A wcale nie było to planowane, bo pogoda nie chciała się ustabilizować i co chwilę groziła zimnem i deszczem. Plany rowerowego wypadu do Koszalina przepadły. I co zrobić?
Na początku ruszyłam na jeden dzień do Poznania by zaparzyć wraz z Festiwalem Zaparzaj! herbatę w Ogrodzie Botanicznym w Poznaniu podczas Majówki i opowiedzieć o planowanym we wrześniu wydarzeniu.
Korzystając z wizyty w Poznaniu z Magdą ruszyłyśmy do Happa to mame, czyli przeniesionego na Jeżyce lokalu z japońskimi słodyczami i herbatą matcha. Niespodziewanie najadłyśmy się tymi słodyczami, było przepysznie. Jeśli jeszcze nie odwiedziliście tego miejsca, a będziecie mieć okazję, to polecam. Nic nie przyciągnie Was przed wrześniem do Poznania? Zaparzaj! jest idealną okazją by spróbować tych smakołyków!
Wyświetl ten post na Instagramie.Post udostępniony przez Piewcy Teiny (@piewcyteiny)
Dzień się kończył i trzeba było wrócić do Szczecina. Ale herbaciana historia nie miała się na tym skończyć. Co prawda zazwyczaj po takim wyjeździe jestem wykończona i nie garnę się do ludzi, ale tym razem było inaczej. Mimo niepewnej pogody, herbaty trzeba było się napić, więc spotkaliśmy się ponownie u mnie z Natalią, Basią i Krzysiem.

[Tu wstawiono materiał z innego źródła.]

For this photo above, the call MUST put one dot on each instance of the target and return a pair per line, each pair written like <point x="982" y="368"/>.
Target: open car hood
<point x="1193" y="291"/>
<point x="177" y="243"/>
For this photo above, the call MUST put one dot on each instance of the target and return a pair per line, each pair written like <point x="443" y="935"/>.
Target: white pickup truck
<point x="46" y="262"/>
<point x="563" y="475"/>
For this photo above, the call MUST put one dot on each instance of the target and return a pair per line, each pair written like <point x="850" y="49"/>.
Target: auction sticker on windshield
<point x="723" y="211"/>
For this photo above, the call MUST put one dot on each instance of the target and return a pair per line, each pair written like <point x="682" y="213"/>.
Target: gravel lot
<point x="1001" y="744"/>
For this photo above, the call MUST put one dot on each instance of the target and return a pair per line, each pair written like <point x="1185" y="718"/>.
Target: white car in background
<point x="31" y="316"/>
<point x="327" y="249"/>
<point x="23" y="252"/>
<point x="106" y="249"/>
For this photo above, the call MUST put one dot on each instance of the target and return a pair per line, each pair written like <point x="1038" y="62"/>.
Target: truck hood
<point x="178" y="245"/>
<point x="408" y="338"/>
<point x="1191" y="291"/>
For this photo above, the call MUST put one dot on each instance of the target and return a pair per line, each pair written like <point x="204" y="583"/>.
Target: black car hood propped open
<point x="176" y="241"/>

Kuchnia raz jeszcze zmieniła się w herbaciarnię. Przy zapachu konwalii zanurkowaliśmy w przeróżne herbaty. Przez całe spotkanie zaparzyliśmy 10 różnych herbat w 6 różnych naczyniach. Zarówno Basia jak i Krzysiek przynieśli też swoje herbaciane ciekawostki. Niestety nie udało się wszystkiego spróbować, ale wypiliśmy dwie fermentowane japońskie herbaty, dwie świeże zielone już z tego roku, czarną Yuchi od TheTea z zeszłego roku, gyokuro ISE w wersji cold brew i parę innych, których już teraz nie pamiętam z nazwy.

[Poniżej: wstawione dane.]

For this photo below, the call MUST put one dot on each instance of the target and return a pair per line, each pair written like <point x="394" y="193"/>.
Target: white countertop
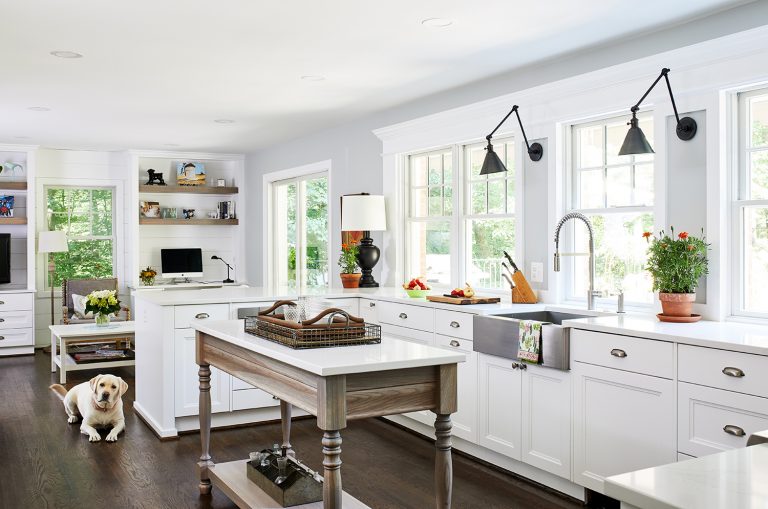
<point x="748" y="338"/>
<point x="233" y="294"/>
<point x="389" y="354"/>
<point x="730" y="479"/>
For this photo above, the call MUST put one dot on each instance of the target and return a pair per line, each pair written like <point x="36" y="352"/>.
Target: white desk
<point x="64" y="334"/>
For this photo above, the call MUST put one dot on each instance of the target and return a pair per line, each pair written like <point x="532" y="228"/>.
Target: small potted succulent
<point x="350" y="276"/>
<point x="147" y="276"/>
<point x="676" y="264"/>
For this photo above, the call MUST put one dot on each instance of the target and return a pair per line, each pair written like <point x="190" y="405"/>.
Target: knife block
<point x="522" y="292"/>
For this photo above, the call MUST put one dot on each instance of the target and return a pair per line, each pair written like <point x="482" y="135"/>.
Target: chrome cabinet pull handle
<point x="734" y="430"/>
<point x="734" y="372"/>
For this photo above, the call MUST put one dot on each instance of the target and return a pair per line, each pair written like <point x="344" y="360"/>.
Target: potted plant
<point x="147" y="276"/>
<point x="350" y="278"/>
<point x="102" y="303"/>
<point x="676" y="264"/>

Tradycją stało się, że przy okazji tych spotkań jedną z herbat parzymy w ramach blind tastingu, czyli przygotowujemy ją według instrukcji parzenia i staramy się odgadnąć rodzaj, pochodzenie, nazwę – ile możemy o danej herbacie. Bardzo fajne doświadczenie, można się przy tym wiele nauczyć. Warto wykonywać je w grupie gdzie nikt nikogo nie oceni czy się pomylisz czy nie:).
Jeśli masz okazję wybrać się na spotkanie przy herbacie to gorąco Cię zachęcam. Takie spotkania uspokajają, pobudzają, generują dużo śmiechu! Jeśli nie ma takich w Twojej okolicy to pamiętaj, że sam/-a możesz takie zorganizować!